The third - and most important - thing to know is that no one, and I mean no one, makes better doughnuts in Columbus.
So seat yourself and pour that drink. After being sufficiently entertained by DK's single standout interior feature - an entire wall cluttered with Buckeyes, neighborly photos and announcements for local events (many from days gone by) - it's time to check out the menu and "blue plate specials." Try not to laugh aloud at the barely there prices (no item reaches $7), and order freely with expectations of neighborly service and reliable food.
I couldn't resist something called Mess for breakfast, and you shouldn't either. A massive amount of that familiar, industrial and salty hash (ground corned beef pebbled with diced spuds) was smartly enhanced by a deep griddling with onions and green peppers. The satisfying Mess ($6) came with two fried eggs and toast.

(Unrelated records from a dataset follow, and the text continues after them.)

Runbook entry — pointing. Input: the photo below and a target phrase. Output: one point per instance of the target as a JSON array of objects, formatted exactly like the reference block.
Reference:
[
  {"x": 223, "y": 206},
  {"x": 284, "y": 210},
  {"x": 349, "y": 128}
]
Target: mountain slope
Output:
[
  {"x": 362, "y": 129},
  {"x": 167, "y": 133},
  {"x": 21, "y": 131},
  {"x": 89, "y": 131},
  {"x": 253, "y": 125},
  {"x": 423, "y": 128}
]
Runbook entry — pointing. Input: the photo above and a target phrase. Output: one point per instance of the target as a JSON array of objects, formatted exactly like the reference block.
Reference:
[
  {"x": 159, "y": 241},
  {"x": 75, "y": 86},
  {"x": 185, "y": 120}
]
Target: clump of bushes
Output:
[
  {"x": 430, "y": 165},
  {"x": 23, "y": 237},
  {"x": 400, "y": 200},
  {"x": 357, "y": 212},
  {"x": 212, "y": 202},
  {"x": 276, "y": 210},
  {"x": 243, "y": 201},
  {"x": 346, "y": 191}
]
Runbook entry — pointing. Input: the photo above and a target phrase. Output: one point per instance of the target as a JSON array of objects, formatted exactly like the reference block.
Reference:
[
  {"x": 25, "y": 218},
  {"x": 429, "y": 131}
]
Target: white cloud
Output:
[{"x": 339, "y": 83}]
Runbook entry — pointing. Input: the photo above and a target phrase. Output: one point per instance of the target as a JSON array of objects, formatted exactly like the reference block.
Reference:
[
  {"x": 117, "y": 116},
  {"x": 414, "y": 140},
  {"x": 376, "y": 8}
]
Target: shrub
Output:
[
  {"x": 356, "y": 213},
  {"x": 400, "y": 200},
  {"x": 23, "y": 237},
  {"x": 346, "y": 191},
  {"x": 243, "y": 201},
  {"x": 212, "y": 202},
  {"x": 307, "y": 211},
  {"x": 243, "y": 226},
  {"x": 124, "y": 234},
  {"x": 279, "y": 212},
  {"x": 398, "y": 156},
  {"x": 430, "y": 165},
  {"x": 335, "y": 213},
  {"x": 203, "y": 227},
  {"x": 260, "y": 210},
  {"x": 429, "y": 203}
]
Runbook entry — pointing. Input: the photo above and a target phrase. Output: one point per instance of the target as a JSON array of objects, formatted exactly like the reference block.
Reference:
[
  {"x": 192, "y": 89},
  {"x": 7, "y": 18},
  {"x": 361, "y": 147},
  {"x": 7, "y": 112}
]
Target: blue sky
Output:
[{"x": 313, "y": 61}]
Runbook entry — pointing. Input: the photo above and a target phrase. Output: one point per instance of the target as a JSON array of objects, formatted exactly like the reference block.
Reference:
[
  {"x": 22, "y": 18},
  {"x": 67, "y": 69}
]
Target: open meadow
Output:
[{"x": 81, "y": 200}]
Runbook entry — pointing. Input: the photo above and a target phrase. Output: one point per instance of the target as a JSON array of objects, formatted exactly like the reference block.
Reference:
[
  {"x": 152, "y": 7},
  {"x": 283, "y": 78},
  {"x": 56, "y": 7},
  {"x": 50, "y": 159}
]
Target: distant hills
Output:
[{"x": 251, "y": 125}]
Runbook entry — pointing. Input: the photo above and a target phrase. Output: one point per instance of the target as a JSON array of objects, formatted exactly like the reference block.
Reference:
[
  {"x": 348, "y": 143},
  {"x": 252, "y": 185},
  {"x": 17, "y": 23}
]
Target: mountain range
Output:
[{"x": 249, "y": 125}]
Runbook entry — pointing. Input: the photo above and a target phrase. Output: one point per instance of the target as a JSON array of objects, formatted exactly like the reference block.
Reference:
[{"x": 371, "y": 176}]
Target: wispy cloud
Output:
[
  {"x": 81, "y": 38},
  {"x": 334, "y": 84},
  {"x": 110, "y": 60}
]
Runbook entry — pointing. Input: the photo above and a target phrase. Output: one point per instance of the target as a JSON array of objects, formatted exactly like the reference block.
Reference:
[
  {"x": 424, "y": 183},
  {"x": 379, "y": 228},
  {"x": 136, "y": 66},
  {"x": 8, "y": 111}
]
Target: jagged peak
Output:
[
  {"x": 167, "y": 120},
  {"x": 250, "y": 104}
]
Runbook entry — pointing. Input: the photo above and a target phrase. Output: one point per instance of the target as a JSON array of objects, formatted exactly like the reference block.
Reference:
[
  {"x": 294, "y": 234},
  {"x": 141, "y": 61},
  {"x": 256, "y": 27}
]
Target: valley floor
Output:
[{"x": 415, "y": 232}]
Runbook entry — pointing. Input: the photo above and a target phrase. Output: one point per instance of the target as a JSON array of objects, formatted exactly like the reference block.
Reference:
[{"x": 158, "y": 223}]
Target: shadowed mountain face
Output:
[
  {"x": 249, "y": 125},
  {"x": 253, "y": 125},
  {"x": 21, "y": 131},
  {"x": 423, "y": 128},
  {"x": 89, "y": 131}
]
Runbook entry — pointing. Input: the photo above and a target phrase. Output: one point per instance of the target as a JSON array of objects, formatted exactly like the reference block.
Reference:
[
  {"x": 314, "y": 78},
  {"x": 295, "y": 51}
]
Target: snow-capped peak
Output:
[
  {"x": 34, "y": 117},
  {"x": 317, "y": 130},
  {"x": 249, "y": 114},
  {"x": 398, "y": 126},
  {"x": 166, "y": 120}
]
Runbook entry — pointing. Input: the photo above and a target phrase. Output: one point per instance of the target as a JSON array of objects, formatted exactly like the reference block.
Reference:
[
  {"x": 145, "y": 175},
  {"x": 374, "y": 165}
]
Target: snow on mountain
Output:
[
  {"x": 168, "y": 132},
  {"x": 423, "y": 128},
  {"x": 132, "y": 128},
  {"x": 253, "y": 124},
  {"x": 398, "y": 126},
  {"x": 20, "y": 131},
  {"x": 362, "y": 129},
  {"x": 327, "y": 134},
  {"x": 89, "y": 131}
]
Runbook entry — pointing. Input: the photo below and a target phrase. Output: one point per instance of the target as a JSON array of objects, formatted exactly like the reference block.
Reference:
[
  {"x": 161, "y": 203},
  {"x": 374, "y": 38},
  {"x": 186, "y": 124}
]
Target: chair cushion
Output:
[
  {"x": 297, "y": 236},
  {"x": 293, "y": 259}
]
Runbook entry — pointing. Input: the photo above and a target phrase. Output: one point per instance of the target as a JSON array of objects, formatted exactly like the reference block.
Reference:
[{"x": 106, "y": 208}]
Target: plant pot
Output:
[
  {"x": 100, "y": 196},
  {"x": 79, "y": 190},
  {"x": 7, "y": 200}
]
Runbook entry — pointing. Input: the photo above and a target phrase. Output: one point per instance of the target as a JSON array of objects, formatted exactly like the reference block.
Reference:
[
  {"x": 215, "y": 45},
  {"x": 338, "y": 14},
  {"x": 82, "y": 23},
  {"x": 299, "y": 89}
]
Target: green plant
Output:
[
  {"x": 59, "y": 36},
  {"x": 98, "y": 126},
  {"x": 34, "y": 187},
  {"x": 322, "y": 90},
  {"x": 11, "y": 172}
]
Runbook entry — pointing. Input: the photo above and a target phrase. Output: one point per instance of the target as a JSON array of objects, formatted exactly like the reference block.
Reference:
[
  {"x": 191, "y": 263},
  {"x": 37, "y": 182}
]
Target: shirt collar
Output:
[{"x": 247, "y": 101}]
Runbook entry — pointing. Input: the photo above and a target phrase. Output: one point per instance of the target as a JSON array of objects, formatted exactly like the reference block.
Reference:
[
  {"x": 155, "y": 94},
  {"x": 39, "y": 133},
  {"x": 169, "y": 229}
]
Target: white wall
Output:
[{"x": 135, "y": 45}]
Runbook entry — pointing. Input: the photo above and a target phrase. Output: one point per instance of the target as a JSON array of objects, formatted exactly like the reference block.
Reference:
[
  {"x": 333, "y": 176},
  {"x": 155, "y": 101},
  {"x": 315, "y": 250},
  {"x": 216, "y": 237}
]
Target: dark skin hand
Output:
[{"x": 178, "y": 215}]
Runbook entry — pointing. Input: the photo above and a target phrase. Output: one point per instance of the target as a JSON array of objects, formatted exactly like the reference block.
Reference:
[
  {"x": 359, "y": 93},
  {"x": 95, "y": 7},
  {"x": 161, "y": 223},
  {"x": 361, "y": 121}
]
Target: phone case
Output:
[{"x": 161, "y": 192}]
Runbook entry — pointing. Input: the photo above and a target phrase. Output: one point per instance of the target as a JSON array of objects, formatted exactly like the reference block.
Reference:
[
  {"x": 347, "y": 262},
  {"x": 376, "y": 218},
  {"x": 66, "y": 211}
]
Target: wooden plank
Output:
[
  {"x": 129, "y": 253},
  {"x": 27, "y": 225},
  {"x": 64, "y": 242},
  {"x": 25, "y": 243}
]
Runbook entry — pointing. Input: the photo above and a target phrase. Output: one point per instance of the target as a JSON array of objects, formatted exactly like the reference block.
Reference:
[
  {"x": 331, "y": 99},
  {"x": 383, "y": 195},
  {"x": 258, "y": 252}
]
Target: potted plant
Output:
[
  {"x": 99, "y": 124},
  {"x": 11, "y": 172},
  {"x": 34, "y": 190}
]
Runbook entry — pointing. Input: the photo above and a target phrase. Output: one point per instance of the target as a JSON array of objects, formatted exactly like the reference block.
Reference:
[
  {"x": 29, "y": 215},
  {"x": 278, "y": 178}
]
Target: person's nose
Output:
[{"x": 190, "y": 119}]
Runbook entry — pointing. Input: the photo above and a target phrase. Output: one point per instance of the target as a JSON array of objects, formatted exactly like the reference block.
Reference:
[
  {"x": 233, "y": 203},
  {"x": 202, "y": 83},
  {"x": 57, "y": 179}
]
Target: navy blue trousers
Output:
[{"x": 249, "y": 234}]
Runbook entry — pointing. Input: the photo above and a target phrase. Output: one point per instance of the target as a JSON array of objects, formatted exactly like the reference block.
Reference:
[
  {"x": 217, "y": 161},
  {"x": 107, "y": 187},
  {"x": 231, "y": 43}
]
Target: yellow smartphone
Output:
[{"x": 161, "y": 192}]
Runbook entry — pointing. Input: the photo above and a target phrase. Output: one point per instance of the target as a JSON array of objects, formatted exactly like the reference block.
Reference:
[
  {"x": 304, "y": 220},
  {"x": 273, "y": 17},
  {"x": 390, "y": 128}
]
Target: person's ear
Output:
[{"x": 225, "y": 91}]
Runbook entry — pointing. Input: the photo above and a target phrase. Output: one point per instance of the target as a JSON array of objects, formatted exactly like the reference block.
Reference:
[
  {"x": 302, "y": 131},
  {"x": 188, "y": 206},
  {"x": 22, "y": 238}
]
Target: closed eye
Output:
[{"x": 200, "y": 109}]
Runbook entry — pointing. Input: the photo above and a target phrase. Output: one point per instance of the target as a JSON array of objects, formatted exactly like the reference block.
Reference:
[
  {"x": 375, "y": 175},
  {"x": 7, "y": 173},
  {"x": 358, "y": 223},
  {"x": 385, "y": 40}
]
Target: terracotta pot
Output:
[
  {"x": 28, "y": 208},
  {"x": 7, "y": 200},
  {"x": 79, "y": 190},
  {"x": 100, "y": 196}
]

DK All the Way ($6.50) was another alluringly named and cholesterol-be-damned eye-opener. Crispy, ungreasy, dice-shaped homefries were peeking out of an imposing puddle of OK sausage gravy swamping two over-easies, griddled Canadian bacon and a couple of biscuits.

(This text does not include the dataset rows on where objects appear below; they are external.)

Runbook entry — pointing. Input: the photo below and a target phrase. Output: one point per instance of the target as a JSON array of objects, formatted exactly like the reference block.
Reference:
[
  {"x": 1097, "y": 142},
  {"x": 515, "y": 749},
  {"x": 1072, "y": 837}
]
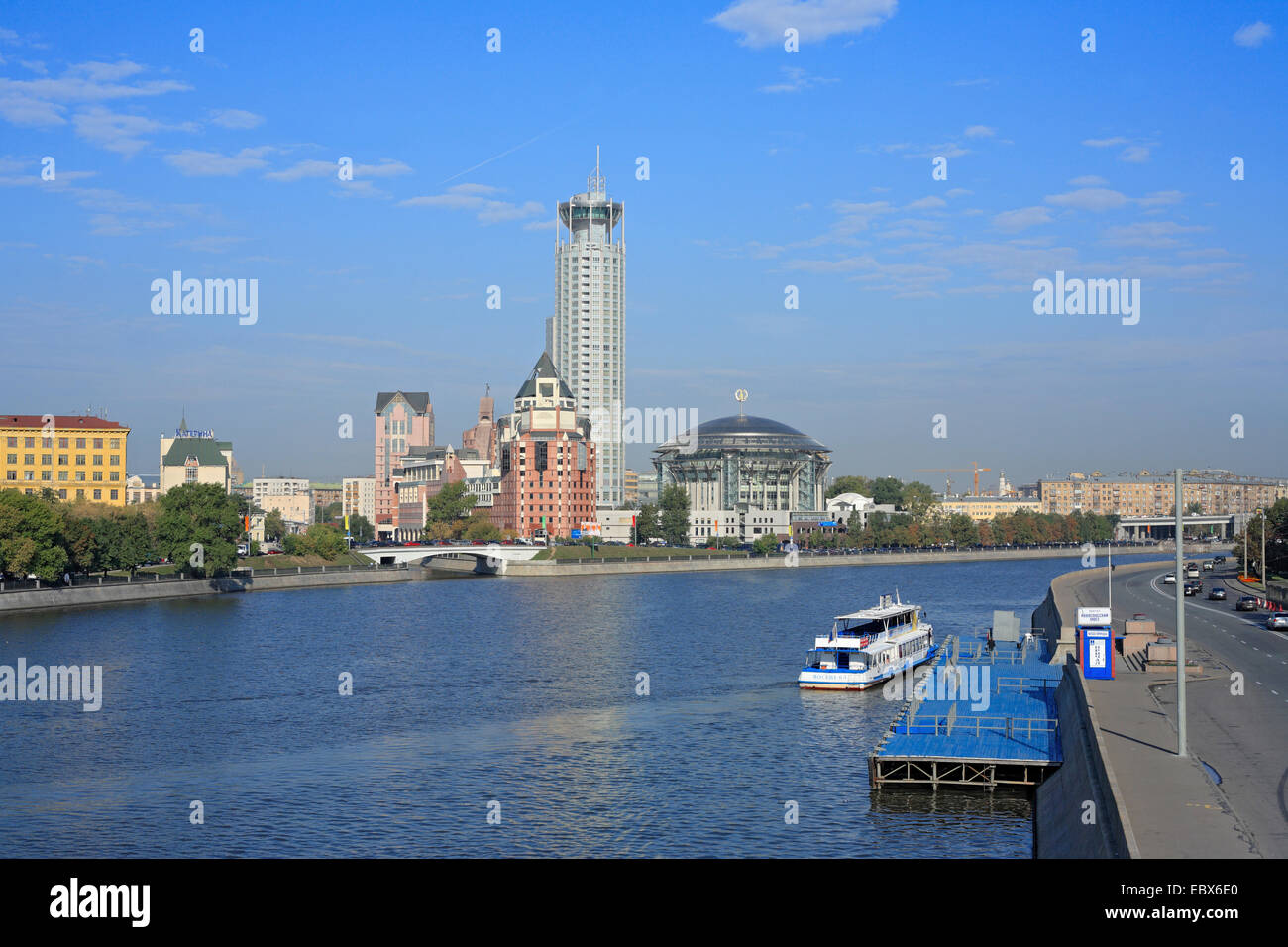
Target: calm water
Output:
[{"x": 469, "y": 690}]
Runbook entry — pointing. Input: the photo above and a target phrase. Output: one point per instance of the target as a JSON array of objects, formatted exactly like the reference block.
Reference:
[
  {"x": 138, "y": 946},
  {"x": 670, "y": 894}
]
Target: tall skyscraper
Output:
[{"x": 587, "y": 337}]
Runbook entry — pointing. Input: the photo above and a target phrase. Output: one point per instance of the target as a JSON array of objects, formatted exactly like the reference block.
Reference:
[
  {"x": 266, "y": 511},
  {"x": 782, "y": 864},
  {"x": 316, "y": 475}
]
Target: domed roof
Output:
[{"x": 746, "y": 432}]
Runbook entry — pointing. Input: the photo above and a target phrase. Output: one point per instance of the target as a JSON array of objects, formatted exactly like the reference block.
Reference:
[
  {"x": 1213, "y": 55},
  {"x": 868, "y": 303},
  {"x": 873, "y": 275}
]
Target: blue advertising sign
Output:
[{"x": 1098, "y": 651}]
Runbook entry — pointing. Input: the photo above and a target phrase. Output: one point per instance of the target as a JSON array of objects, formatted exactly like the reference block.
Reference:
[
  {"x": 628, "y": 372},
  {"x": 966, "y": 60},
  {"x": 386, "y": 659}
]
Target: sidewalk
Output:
[{"x": 1175, "y": 810}]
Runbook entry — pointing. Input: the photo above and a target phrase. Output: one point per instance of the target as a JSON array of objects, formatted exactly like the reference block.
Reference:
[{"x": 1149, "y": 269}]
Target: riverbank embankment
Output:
[{"x": 159, "y": 589}]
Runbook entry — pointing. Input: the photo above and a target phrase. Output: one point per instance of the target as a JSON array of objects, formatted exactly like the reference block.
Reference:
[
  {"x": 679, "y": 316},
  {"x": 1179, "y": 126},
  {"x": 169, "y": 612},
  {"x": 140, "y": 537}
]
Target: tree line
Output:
[{"x": 196, "y": 526}]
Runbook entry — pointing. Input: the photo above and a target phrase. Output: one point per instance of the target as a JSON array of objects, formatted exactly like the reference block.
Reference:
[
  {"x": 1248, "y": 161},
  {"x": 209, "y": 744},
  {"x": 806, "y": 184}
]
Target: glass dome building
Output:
[{"x": 742, "y": 464}]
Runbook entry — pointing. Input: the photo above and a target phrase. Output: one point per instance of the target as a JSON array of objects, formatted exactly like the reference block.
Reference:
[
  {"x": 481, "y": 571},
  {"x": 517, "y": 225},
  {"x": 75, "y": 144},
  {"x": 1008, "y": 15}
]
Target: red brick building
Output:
[{"x": 546, "y": 459}]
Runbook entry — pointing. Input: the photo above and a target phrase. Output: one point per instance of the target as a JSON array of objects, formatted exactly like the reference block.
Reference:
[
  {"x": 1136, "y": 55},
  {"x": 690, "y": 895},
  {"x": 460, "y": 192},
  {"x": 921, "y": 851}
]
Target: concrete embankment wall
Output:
[
  {"x": 1060, "y": 818},
  {"x": 1064, "y": 826},
  {"x": 145, "y": 590},
  {"x": 698, "y": 564}
]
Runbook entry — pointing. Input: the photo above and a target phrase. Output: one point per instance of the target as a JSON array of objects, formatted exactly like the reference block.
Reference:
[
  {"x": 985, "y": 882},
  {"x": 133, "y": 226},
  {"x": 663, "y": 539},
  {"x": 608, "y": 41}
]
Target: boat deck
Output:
[{"x": 1001, "y": 728}]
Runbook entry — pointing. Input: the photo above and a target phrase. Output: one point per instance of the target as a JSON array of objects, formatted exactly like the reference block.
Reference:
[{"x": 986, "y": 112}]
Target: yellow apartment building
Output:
[{"x": 76, "y": 457}]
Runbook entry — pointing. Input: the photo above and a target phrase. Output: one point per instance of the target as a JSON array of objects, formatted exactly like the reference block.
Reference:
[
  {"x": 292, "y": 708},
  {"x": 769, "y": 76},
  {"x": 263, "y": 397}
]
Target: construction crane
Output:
[{"x": 977, "y": 470}]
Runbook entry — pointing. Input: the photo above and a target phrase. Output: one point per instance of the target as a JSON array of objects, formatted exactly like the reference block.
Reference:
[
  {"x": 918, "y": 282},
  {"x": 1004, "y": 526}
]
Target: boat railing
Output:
[
  {"x": 1026, "y": 684},
  {"x": 979, "y": 724}
]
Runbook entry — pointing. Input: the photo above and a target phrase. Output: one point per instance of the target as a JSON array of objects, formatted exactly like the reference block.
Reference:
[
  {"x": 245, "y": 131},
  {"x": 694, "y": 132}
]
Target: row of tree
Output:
[
  {"x": 196, "y": 526},
  {"x": 1276, "y": 543}
]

I found lunches to be at least as good as breakfasts, especially the top-notch Italian Sub ($6.50). Mamma mia, that torpedo sank me with its double dose of delectable Italian deli meats and cheeses. Seared crisp, the mix of capicola, salami, ham and pepperoni plus melty mozzarella and provolone were flattered by a liberal dousing of zesty Italian dressing, a sprinkling of oregano, veggie fixins and a soft, toasty hoagie bun fun to chomp into.
Another simple winner was Schlamager's Bratwurst ($5 - I was told "Schlamager" was made up because it sounded good). The biggie brat was brashly cooked in beer and, along with the kraut, griddle-seared.
DK's old-fashioned Coneys (2 for $5) are popular and not bad. Meaty, sweet-side sauce, raw onions and grated yellow cheese covered seared weenies.
All sandwiches come with chips, but for a worth-it upcharge you can get masterfully oil-gurgled pre-fab fries ($1) or onion rings ($1.50). Both arrive golden brown, crispy and ungreasy.
This brings us to DK's ungreasy, mostly craggy and dense, irregularly shaped superior doughnuts. Freshly and expertly fried daily, they're really great. Ask for the intense blueberry, the deep chocolate or the light, airy glazed. Just don't ask for one made with raw tuna.